Let me hasten to add that I'd still rather spend time with these Housewives than with almost any other TV show. Even at a reduced gear, Housewives is one of the medium's rare pleasures, one that should be able to ride on our affection for its actors and characters long enough for the writers to find their way home again.

Part of the problem, perhaps, is that Housewives creator Marc Cherry has yet to write an episode this season. TV is a collaborative medium, so it is likely that Cherry has made major contributions to all the scripts. But that's not the same thing, and so far, neither is his show.

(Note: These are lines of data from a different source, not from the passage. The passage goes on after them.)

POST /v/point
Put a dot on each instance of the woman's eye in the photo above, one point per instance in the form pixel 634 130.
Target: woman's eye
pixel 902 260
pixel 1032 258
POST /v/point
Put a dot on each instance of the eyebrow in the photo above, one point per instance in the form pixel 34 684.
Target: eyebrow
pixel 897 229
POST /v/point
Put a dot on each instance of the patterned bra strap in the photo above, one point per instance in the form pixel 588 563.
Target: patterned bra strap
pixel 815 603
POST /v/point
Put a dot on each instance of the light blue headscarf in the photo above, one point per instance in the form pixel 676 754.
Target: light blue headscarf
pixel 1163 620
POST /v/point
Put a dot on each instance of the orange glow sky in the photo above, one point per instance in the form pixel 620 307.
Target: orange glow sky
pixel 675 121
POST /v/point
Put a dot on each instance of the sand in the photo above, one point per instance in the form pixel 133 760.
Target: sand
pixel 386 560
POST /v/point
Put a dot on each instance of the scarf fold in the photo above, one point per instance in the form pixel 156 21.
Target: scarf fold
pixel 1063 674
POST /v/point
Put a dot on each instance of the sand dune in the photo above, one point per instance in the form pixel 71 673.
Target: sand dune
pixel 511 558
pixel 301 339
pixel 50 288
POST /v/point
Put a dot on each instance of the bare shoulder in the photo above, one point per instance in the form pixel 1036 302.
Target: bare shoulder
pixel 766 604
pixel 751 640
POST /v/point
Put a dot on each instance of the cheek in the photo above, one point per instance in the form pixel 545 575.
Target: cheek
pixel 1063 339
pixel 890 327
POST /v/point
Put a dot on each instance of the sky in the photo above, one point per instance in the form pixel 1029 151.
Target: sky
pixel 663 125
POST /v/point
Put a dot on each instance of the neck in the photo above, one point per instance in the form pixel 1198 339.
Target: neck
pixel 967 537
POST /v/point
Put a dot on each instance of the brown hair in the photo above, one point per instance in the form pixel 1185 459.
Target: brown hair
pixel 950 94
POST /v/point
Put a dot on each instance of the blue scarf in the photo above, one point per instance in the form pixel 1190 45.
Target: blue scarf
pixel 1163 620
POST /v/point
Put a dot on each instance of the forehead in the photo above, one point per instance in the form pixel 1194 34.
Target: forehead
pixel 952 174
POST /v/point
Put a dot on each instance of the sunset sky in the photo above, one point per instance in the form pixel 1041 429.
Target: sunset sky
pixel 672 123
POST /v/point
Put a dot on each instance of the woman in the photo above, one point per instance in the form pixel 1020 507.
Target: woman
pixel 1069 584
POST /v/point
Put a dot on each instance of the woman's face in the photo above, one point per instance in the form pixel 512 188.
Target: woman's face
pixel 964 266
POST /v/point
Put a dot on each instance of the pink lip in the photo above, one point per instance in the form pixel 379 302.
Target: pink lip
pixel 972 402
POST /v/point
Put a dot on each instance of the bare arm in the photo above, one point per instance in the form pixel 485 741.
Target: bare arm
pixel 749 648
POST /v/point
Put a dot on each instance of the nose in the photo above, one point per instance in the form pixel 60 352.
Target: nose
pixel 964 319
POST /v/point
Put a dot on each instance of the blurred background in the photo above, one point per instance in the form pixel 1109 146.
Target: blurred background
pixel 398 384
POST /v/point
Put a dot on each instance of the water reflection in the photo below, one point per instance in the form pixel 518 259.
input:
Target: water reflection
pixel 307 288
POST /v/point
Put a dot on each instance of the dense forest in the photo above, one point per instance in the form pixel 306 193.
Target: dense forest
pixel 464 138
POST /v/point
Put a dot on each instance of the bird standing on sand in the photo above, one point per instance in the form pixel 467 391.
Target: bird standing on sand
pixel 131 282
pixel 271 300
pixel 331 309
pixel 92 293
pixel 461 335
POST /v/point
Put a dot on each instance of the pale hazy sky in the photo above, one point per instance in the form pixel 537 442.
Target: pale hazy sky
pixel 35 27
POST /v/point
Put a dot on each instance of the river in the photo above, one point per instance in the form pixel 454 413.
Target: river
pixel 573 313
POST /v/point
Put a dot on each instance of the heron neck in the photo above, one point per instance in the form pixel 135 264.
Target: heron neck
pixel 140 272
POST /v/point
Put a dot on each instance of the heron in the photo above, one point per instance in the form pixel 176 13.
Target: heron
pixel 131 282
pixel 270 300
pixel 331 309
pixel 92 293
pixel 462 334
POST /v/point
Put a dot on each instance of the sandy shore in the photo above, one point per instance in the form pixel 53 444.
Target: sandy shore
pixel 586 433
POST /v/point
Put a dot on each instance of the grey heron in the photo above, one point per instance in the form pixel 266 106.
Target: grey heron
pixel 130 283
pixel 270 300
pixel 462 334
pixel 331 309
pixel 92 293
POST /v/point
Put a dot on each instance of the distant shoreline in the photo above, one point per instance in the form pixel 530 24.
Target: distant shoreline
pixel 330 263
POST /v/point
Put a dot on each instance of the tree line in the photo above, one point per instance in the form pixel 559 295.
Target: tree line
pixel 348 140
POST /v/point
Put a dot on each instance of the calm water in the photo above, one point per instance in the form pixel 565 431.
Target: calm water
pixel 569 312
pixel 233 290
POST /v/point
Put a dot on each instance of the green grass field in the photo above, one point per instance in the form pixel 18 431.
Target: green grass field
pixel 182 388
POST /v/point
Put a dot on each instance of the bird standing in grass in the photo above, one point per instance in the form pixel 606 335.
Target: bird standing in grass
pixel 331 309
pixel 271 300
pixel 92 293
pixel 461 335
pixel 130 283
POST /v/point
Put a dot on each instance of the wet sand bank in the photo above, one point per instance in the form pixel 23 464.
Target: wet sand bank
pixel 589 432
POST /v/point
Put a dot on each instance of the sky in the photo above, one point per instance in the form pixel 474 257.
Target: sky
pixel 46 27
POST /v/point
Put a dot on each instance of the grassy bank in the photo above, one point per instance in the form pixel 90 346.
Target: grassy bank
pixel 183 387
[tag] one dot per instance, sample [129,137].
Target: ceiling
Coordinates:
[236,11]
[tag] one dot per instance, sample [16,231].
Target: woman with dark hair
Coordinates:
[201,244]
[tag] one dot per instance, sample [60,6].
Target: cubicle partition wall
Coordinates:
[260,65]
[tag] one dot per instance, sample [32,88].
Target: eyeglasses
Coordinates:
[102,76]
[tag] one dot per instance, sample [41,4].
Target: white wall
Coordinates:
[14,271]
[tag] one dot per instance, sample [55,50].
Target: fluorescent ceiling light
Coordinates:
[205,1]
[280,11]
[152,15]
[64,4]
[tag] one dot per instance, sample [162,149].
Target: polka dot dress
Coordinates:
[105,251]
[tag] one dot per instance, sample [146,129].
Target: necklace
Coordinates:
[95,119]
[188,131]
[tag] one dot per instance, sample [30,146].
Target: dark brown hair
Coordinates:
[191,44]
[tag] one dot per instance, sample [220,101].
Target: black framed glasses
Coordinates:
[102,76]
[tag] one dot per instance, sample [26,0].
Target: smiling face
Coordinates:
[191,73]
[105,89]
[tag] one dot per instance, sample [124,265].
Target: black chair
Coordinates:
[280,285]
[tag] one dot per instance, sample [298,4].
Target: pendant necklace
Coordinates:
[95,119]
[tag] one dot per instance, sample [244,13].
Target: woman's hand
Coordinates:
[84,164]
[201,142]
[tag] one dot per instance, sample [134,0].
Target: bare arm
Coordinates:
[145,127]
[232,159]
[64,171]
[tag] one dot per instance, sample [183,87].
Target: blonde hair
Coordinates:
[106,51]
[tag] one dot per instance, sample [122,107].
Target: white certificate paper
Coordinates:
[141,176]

Of course there have been entertaining moments, and Sunday night's return of Harriet Sansom Harris may be a sign of more to come. But too many of the setups don't pay off - such as Lynette's (Felicity Huffman) attempt to video-conference her way to her son's first day of school, or Bree's (Marcia Cross) flat act-break insult to the detective. And the writers seem to be drawing some of the characters too broadly, making Gaby (Eva Longoria) too selfish and Susan (Teri Hatcher) too stupid.

What's worse, too many of the scenes are rehashing stories we thought we had left behind. Do they really expect us to believe Gaby was considering getting back together with John?

Yet more than anything, what's missing is an overarching story strong enough to tie the episodes and the housewives together. Mary Alice's suicide didn't just launch Housewives. By forcing the remaining friends to re-evaluate their lives while uniting them in a quest to understand Mary Alice's death; it set the tone for the show and lent it depth.

So far this year, there's no such link among these four women. Indeed, in three weeks we've hardly seen the four stars together. And they didn't share a scene last night at all.

If Alfre Woodard's man-in-the-basement story line was supposed to be the tie that binds or a suitable substitute for the Mary Alice story, it isn't working. Woodard is one of our best actresses; but the story is far-fetched even for Wisteria Lane. And even if it weren't, her character is too peripheral for her plight to have much emotional impact on the four main housewives. She's barely a neighbor, let alone a friend.

Still, the season is young, and good shows often suffer from slow starts. The situation's troubling, yes. But desperate?

Not yet.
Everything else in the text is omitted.